Jones E L
Division of Cardiothoracic Surgery, Emory University School of Medicine, Atlanta, Georgia.
Ann Thorac Surg. 1989 Jul;48(1):26-32. doi: 10.1016/0003-4975(89)90171-9.
The technique for implanting the homograft aortic valve is significantly more complex than that of either the bioprosthetic or mechanical valve. During development of the procedure, errors of technique were committed; a critical analysis of the learning experience is presented. In the initial 31 patients, the following problems were encountered: mitral stenosis secondary to inadequate debulking of the homograft (1 patient), prolapse of a single homograft leaflet necessitating valve replacement three days later (1 patient), incorrect homograft orientation with torsion in a calcified aorta necessitating subsequent replacement (1 patient), and aortic sinus perforation (thawing injury) (1 patient). In addition, another 4 patients had diastolic murmurs thought to be secondary to inadequate tension setting of the homograft commissural posts.
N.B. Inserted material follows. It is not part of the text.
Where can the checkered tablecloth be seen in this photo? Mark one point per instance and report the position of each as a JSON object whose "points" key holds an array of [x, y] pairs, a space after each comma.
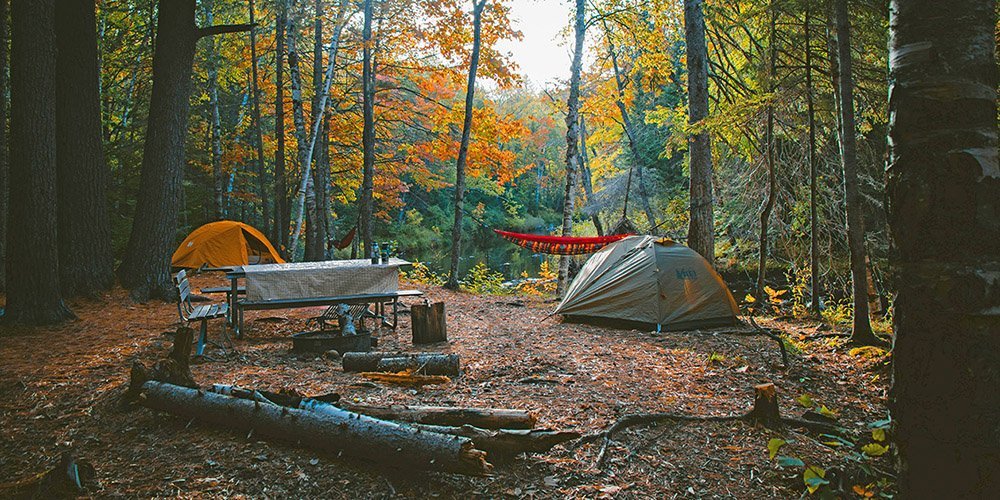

From this experience, several important technical considerations for homograft replacement of the aortic valve were noted: use of interrupted subannular sutures; careful inspection for aortic perforation (thawing); extensive trimming of the homograft septum and mitral remnant; orientation of the homograft to the recipient aorta to obtain the best commissural and sinus alignment; selection of another type of valve if the size of the recipient annulus is greater than 27 mm; retention of the homograft sinus, which orients to the recipient non-coronary sinus (for a calcified aorta); and exaggerated tension on the homograft commissural posts before initiation of the second suture line. There has been 1 hospital death and no late deaths. Adherence to rigid principles of technique has resulted in no further valve replacements and no incidences of valvular leakage at early or late follow-up.